Voilà comment Jerry Lewis entamait son autobiographie Dean et moi – une histoire d’amour : en rappelant la puissance subversive affolante que représenta son association avec Dean Martin dans l’Amérique des années 40-50. Le duo ravagea alors les night-clubs, shows télé et salles de cinéma du pays d’Eisenhower, déclenchant une hystérie qui rivalisait avec celle que laissait Sinatra sur son passage, et annonçait la folie furieuse de l’ère Elvis-Beatles. Dean Martin était le latin lover du duo, Casanova aux cheveux gominés, celui qui tombait les filles grâce à ses ritournelles suaves, le "menefreghista" (« celui qui n’en a rien à foutre ») comme l’appellera son biographe Nick Tosches. Jerry Lewis, lui, était le clown, mi-singe mi-enfant, qui interrompait les tours de chant de Dino en hurlant, louchant, chantant faux, cassant un élément du décor, tombant par terre. L’ancêtre de Will Ferrell (l’enfant enfermé dans un corps d’adulte) et de Jim Carrey (le corps cartoon incontrôlable).
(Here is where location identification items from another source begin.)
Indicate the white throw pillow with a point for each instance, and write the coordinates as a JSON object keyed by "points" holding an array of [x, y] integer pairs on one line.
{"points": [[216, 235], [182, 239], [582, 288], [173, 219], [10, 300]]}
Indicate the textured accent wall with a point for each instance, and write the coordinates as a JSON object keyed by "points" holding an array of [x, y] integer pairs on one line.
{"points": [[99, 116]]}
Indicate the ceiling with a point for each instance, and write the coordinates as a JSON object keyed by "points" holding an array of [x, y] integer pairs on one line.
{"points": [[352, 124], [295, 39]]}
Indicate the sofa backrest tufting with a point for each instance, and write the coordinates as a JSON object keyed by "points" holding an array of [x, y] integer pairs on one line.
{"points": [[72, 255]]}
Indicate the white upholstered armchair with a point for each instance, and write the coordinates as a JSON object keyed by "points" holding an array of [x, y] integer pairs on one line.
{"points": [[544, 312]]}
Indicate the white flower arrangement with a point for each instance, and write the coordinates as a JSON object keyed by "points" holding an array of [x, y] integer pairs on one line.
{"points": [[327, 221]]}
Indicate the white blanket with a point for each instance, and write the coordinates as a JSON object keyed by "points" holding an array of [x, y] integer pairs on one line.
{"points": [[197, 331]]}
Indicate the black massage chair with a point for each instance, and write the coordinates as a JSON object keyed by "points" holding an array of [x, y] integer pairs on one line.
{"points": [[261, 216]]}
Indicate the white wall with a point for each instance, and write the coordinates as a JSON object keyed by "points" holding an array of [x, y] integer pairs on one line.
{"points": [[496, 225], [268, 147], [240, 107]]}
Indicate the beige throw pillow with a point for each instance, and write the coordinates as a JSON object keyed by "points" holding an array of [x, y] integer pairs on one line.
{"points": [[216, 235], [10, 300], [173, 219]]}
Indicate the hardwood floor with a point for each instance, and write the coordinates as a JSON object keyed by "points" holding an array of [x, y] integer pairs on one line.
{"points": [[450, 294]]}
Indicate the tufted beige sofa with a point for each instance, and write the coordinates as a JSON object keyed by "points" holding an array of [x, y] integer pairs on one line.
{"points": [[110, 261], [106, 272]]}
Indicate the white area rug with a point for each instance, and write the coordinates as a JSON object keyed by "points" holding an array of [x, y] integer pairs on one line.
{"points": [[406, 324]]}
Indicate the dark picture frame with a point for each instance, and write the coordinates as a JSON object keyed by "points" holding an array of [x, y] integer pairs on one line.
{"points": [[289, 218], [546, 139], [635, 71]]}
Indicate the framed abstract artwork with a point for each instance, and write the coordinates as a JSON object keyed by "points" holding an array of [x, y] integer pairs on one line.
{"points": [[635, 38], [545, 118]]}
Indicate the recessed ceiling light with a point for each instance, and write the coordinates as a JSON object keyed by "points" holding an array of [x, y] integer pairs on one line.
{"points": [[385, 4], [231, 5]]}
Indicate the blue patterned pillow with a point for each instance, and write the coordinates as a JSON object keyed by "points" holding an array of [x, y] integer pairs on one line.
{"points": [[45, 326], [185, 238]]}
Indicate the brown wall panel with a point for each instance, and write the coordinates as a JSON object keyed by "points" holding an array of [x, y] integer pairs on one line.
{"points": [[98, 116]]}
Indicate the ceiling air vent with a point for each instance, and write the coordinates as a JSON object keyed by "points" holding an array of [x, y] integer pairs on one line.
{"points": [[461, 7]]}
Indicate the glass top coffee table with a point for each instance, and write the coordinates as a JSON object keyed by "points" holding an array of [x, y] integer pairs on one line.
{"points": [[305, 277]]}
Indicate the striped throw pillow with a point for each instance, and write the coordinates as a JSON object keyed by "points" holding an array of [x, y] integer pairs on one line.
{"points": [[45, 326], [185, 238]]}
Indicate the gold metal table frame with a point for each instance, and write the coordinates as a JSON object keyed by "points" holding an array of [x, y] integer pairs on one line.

L’association de Martin et Lewis dure dix ans tout rond, de 1946 à 1956, le temps de tourner dans quelques films atterrants, ou géniaux, parfois les deux en même temps, qui en font la poule aux œufs d’or de la Paramount : Un Pitre au pensionnat, Amour, délices et golf, Un vrai cinglé de cinéma, Artistes et Modèles… Puis le duo se sépare, Dean rejoint le Rat Pack et Jerry est obligé de se réinventer. C’est le début de son âge d’or perso, qui va durer jusqu’au milieu des sixties, à la fois sous la direction du génie burlesque Frank Tashlin, avec qui Lewis atomise la société de consommation triomphante (Un chef de rayon explosif, Jerry chez les cinoques, L’increvable Jerry…) et sous la sienne propre, Lewis compensant l’absence de Dean Martin en se dédoublant devant et derrière la caméra.

Après Chaplin, avant Woody Allen et Mel Brooks, il est le prototype du comique américain démiurge et touche-à-tout, de plus en plus réticent à se faire diriger par d’autres, portant la quadruple casquette de producteur-réalisateur-scénariste-acteur. Ses chefs-d’œuvre sixties affirment ses envies d’abstraction (Le Dingue du Palace et Le Zinzin d’Hollywood, films quasi muets où il se balade dans d’immenses décors dont il épuise toutes les potentialités gaguesques), de débauche de moyens (les mouvements de caméra opulents du Tombeur de ces Dames), de concepts mégalo (Docteur Jerry et Mister Love, où il joue deux rôles, Les Tontons Farceurs, où il en joue sept…), d’expérimentations diverses… C’est le moment de la naissance d’un running gag cinéphile : les critiques français applaudissent Lewis comme un génie burlesque ("Il est supérieur à Chaplin et Keaton", écrit Godard), laissant l’intelligentsia US bouche bée. Jerry Lewis devient une passion française. Aux Etats-Unis, il reste ce type qui fait l’idiot à la télé, l’hôte du Téléthon (qu’il initie et présentera pendant des décennies). Une star familière, un "household name" certes, mais certainement pas un génie du cinéma.

Lewis marquera le pas pendant les années 70 et suivantes, avec des films moins inspirés, se perdant dans un projet fou qu’il décida finalement de ne jamais montrer (The Day the clown cried, sur un clown distrayant les enfants qu’on mène à la chambre à gaz d’Auschwitz), allant cachetonner dans des nanars français (Par où t’es rentré, on t’a pas vu sortir), se refaisant à l’occasion une santé critique dans des films d’auteurs plus présentables (Arizona Dream d’Emir Kusturica, et surtout La Valse des Pantins, alias The King of Comedy, de Martin Scorsese, qui explore sa face sombre et sa réputation d’emmerdeur tyrannique).

Il était né Jerome Levitch en 1926, à Newark, New Jersey, de parents artistes de music-hall. La légende raconte qu’il monta pour la première fois sur scène à 5 ans, chantant le hit de la Grande Dépression "Brother, can you spare a dime ?", et faisant immédiatement un triomphe. Il est mort dimanche 20 août dans son fief de Las Vegas, où il montait encore régulièrement sur scène jusqu’à l’an dernier. C’était un vrai cinglé de cinéma.